Chávez gift to Obama shoots book to No. 2 on Amazon.com
Open Veins of Latin America: Five Centuries of the Pillage of a Continent was ranked 54,295 on Friday.
Say what you will about Venezuela's fiery leftist President Hugo Chávez, he definitely has the Midas Touch ... at least with book sales.
Just one day after handing President Obama a copy of Open Veins of Latin America: Five Centuries of the Pillage of a Continent, the anti-imperialist tome written in 1970 by Uruguayan author Eduardo Galeano has shot from being ranked 54,295 on Amazon.com's list of top sellers all the way up to No. 2.
US News and World Report is even calling Mr. Chavez "the next Oprah, at least when it comes to selling books."
Chávez presented the book – which has inspired generations of Latin American leftists – to Mr. Obama at the Fifth Summit of the Americas in Trinidad and Tobago this weekend.
In response to the book's success on Amazon.com, Chávez jokingly proposed a business partnership with Obama.
"So I said, Obama, let's go into a business. We'll promote books – I'll give you one, you give me another," Chavez said.
This is not the first time a very public Chávez nod has caused book sales to skyrocket, Reuters points out.

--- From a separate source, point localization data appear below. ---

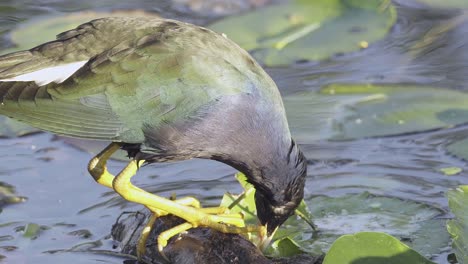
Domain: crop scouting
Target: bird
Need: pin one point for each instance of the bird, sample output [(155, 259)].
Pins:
[(162, 90)]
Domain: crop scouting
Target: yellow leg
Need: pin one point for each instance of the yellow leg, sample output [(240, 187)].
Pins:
[(187, 208), (97, 166), (195, 217)]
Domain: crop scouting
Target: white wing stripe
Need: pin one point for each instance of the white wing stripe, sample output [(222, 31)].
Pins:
[(44, 76)]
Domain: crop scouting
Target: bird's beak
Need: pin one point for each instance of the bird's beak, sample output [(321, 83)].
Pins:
[(265, 238)]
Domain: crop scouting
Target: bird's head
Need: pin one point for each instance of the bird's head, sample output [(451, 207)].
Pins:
[(281, 190)]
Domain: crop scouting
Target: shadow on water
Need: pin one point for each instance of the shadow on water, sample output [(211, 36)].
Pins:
[(426, 46)]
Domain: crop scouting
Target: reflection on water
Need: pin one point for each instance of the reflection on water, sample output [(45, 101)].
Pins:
[(425, 47)]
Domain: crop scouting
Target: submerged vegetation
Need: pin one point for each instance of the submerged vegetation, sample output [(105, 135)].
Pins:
[(373, 109)]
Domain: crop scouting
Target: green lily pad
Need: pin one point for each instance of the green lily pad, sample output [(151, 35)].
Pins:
[(353, 213), (458, 227), (8, 196), (342, 111), (449, 4), (309, 30), (459, 149), (372, 248)]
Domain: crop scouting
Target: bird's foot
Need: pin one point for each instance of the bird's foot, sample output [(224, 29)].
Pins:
[(218, 218)]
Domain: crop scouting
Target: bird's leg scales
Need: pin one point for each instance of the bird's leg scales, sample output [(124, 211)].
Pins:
[(97, 166), (226, 223)]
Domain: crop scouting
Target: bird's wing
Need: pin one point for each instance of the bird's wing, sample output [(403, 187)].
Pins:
[(143, 82), (73, 46), (26, 77)]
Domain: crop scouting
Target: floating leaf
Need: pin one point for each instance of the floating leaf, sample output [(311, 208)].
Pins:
[(13, 128), (372, 248), (285, 247), (459, 149), (458, 227), (348, 214), (8, 196), (309, 30), (451, 4), (31, 230), (449, 171), (345, 111)]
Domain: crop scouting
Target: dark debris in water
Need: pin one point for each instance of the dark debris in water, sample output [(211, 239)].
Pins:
[(8, 196), (197, 245)]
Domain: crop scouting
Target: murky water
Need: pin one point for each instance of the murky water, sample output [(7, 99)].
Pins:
[(75, 214)]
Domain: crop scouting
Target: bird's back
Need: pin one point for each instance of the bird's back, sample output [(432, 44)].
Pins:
[(132, 75)]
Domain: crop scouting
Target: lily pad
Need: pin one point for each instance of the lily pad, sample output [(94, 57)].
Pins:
[(12, 128), (372, 248), (8, 196), (459, 149), (458, 227), (449, 171), (309, 30), (406, 220), (342, 111), (447, 4)]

That plug in 2006 shot Mr. Chomsky's book to Amazon's top spot and caused sales of the book to jump tenfold at both Borders Group and Barnes & Noble, the New York Times reported back then.
Chávez has never been shy about promoting his favorite books.
As the Monitor reported back in 2005, Chávez launched an initiative to print and distribute 1 million copies of Miguel de Cervantes's 1605 classic, Don Quixote – perhaps in the hope that people may compare him to the fictional defender of the oppressed.
"We are all going to read 'Quixote' to feed ourselves once again with that spirit of a fighter who came to undo injustice and fix the world," Chávez said at the time.